The lodge and outlying casitas of Inkaterra Hacienda Urubamba are set on a hundred acres of land on a hillside in Peru’s Sacred Valley. The hotel is sustainable as they come — it grows its own produce via zero-carbon methods, using oxen and hand tools rather than industrial farming techniques. The ten-acre plantation includes crops like corn, quinoa, medicinal herbs, and a variety of potatoes; guests are invited to pick their own.
Morgan’s Rock occupies 4,000 acres of jungle alongside a crescent-shaped beach, and fully half the land is a private reserve — not only do sea turtles nest and hatch here, but the woods are full of howler monkeys, white-tipped deer, and sloths. A large working farm adds cows and chickens, plus fruit and vegetable gardens, and even a sustainable shrimp farm. Guests are welcome to help out by collecting eggs or milking cows.

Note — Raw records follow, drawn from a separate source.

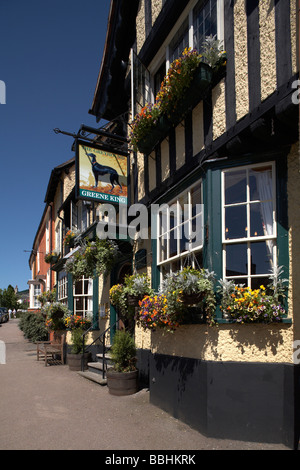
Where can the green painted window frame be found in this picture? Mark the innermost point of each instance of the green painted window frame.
(212, 199)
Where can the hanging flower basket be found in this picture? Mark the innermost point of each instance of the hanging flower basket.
(192, 299)
(133, 300)
(157, 133)
(194, 93)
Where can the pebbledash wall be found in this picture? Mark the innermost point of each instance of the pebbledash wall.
(231, 381)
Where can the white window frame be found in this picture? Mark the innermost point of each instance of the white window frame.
(62, 288)
(181, 256)
(249, 239)
(89, 297)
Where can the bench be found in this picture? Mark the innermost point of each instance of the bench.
(50, 348)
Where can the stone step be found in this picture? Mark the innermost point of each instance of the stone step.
(94, 377)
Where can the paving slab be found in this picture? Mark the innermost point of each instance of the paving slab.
(53, 408)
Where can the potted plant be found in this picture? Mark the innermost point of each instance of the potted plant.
(92, 259)
(77, 356)
(122, 379)
(47, 297)
(155, 313)
(185, 84)
(126, 297)
(190, 288)
(70, 238)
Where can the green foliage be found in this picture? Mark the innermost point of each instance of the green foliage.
(33, 326)
(123, 352)
(78, 341)
(93, 259)
(47, 296)
(186, 282)
(137, 285)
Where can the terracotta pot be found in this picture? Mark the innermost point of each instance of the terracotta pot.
(122, 383)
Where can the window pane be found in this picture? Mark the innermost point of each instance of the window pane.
(184, 235)
(197, 230)
(235, 222)
(183, 203)
(235, 187)
(173, 243)
(205, 22)
(162, 248)
(195, 198)
(78, 287)
(260, 181)
(261, 257)
(236, 260)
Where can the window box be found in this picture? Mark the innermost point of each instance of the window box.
(194, 94)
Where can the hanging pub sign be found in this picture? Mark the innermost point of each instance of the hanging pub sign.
(101, 175)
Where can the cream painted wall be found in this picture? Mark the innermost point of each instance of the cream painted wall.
(241, 58)
(267, 48)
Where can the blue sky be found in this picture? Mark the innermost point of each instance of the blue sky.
(50, 55)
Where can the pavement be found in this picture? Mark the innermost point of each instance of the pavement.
(53, 408)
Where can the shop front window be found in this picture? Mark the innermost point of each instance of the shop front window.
(249, 224)
(180, 231)
(62, 288)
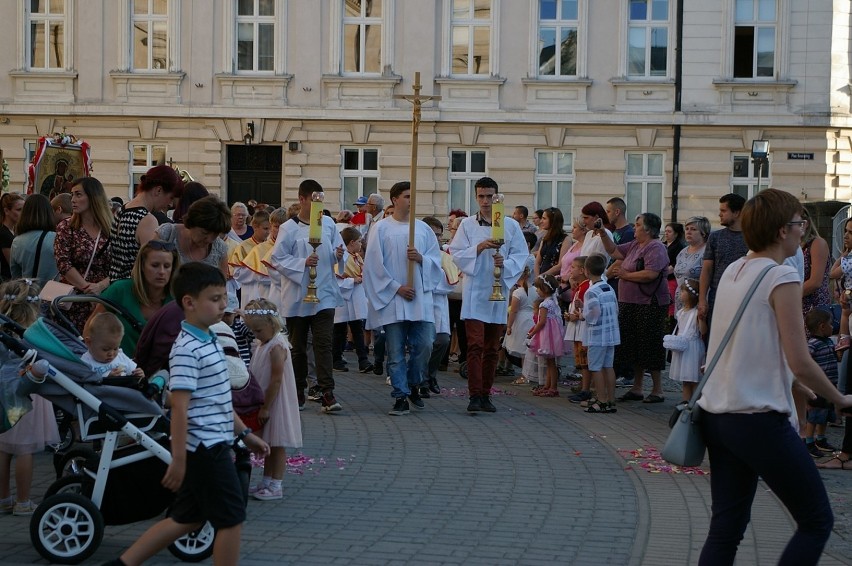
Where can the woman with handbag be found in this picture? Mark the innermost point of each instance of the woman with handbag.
(747, 398)
(81, 247)
(643, 303)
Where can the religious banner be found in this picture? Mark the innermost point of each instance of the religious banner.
(59, 159)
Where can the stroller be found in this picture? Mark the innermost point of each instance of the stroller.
(116, 486)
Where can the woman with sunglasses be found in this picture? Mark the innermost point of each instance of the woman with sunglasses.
(147, 290)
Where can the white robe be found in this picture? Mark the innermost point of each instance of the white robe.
(386, 270)
(479, 269)
(288, 258)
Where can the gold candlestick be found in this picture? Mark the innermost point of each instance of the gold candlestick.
(314, 240)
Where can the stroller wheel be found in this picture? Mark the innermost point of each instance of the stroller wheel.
(66, 528)
(195, 546)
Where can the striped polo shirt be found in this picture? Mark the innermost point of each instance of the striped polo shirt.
(197, 364)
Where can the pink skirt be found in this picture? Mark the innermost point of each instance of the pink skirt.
(550, 340)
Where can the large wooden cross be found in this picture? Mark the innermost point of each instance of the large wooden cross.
(416, 99)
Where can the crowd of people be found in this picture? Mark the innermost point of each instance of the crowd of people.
(599, 298)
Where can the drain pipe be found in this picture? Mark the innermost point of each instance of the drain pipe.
(678, 92)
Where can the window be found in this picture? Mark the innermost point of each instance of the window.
(554, 181)
(255, 35)
(362, 37)
(644, 182)
(470, 28)
(142, 158)
(744, 175)
(466, 167)
(46, 42)
(754, 38)
(360, 174)
(648, 38)
(150, 41)
(557, 38)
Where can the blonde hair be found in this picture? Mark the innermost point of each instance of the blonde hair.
(19, 300)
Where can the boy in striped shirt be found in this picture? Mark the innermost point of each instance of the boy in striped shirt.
(203, 424)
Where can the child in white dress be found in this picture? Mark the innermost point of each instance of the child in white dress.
(686, 364)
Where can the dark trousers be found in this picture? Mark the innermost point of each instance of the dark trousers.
(320, 325)
(483, 344)
(339, 341)
(744, 447)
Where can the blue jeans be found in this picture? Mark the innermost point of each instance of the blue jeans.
(418, 336)
(744, 447)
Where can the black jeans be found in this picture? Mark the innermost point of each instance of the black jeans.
(744, 447)
(320, 326)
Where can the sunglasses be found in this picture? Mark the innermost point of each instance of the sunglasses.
(160, 245)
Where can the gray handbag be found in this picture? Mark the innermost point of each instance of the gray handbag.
(685, 445)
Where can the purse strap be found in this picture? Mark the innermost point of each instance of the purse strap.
(697, 394)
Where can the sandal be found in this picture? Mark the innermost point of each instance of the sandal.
(840, 465)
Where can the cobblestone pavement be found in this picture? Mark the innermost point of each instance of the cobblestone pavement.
(538, 482)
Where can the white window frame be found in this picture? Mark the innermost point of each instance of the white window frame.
(229, 39)
(469, 177)
(554, 178)
(493, 49)
(360, 174)
(24, 44)
(648, 25)
(750, 181)
(645, 179)
(149, 162)
(581, 23)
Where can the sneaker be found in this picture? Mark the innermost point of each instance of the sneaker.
(24, 508)
(400, 407)
(416, 400)
(580, 397)
(315, 393)
(824, 445)
(7, 505)
(813, 450)
(329, 403)
(486, 404)
(268, 494)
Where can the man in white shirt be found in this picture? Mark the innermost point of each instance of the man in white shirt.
(404, 308)
(292, 258)
(485, 321)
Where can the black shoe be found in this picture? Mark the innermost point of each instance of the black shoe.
(415, 399)
(400, 407)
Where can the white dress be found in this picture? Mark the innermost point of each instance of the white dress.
(686, 365)
(514, 342)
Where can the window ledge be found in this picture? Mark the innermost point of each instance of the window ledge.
(470, 93)
(251, 89)
(147, 87)
(360, 91)
(38, 85)
(563, 93)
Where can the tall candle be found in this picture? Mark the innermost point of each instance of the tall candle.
(315, 229)
(498, 218)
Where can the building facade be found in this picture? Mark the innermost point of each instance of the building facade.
(561, 101)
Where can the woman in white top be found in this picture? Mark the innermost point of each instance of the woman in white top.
(748, 407)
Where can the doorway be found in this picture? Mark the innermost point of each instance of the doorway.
(254, 172)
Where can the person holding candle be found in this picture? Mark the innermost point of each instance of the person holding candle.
(293, 257)
(403, 307)
(477, 248)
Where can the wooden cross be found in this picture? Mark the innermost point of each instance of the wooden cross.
(416, 99)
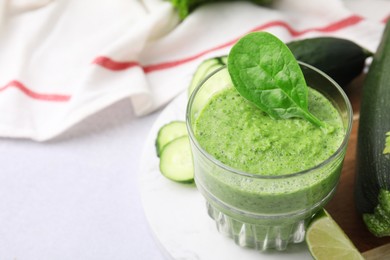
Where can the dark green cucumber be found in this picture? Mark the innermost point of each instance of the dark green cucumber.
(341, 59)
(372, 185)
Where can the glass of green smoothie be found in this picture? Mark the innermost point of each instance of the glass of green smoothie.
(263, 179)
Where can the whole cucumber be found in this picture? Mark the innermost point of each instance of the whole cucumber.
(372, 185)
(341, 59)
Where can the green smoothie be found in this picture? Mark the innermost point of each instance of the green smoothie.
(238, 134)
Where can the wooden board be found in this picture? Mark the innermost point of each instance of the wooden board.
(342, 206)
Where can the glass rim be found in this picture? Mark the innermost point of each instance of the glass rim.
(222, 165)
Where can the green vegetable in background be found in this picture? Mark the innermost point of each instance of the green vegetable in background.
(185, 7)
(372, 185)
(339, 58)
(265, 72)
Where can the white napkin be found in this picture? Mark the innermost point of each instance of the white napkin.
(63, 60)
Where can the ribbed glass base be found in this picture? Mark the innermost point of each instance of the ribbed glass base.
(257, 236)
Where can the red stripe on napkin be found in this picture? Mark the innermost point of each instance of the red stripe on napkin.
(35, 95)
(110, 64)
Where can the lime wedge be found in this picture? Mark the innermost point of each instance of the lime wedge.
(326, 240)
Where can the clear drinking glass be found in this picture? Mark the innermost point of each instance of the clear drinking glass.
(258, 211)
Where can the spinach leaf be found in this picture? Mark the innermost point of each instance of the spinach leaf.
(265, 72)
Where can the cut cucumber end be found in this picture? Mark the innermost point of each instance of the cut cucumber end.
(176, 160)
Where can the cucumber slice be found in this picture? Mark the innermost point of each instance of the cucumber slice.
(169, 132)
(176, 160)
(205, 68)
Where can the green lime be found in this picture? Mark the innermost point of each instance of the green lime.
(326, 240)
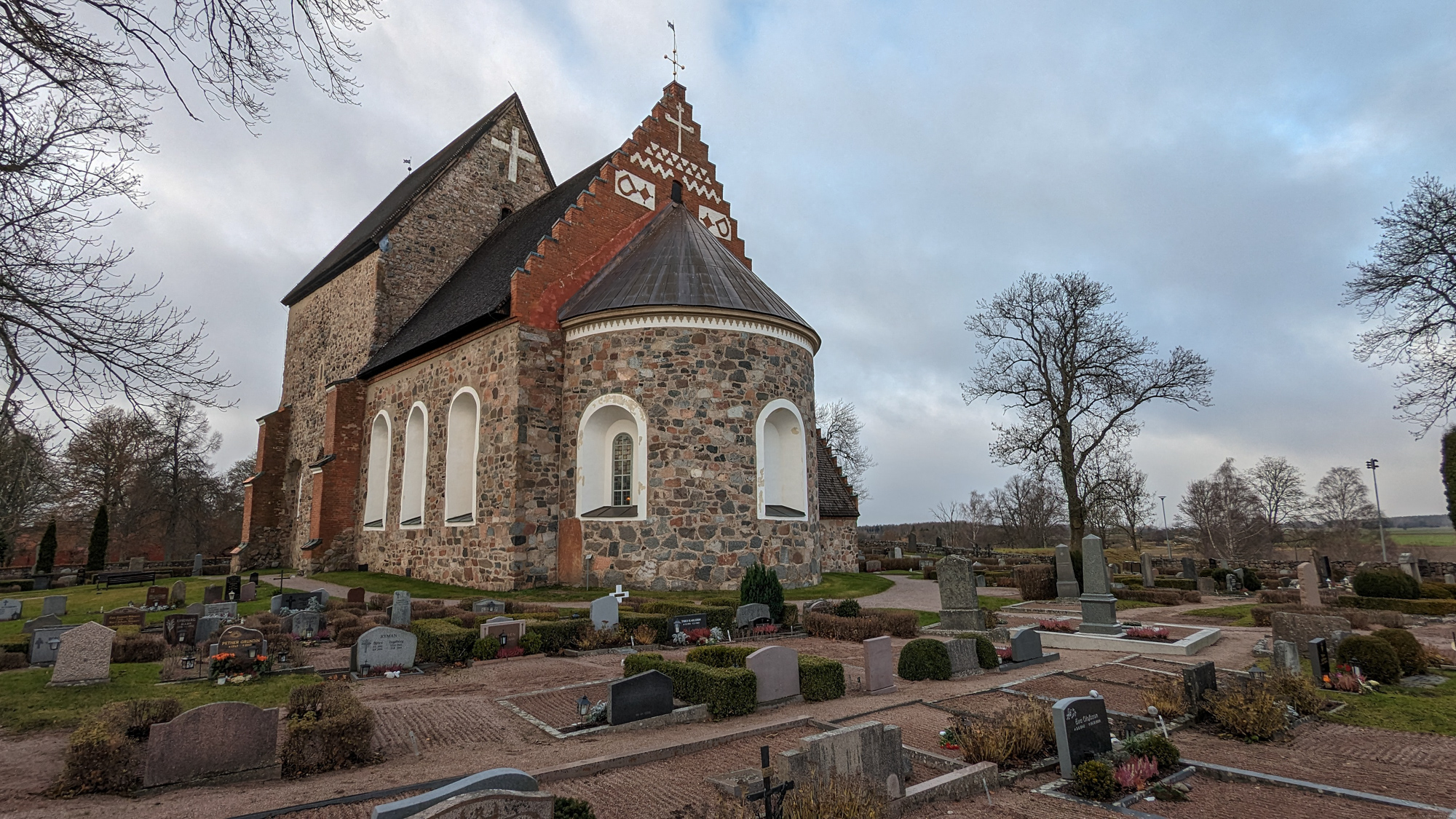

Situated at the heart of the New Forest, Lime Wood avails itself of two gastronomic heavyweights in Angela Hartnett and Luke Holder. The two have diligently built up a hyper-local culinary empire on site: they grow their own Mediterranean produce in their Victorian greenhouse, cure and mature proteins in their smokehouse, and impart all sorts of culinary techniques via a variety of regularly scheduled cooking classes and exhibitions.
It’s hard to look past Paradero’s groundbreaking architecture and design. Once you do, you’ll find a farm hotel to rival all others. The hotel’s open-air, farm-to-table restaurant looks out over the garden that supplies its herbs and veggies, as well as 150+ acres of farmland. Even better, on-site classes teach guests the secrets of sustainable farming and gardening. After all the hard work, top it off with a guided tour of the best tacos in Todos Santos.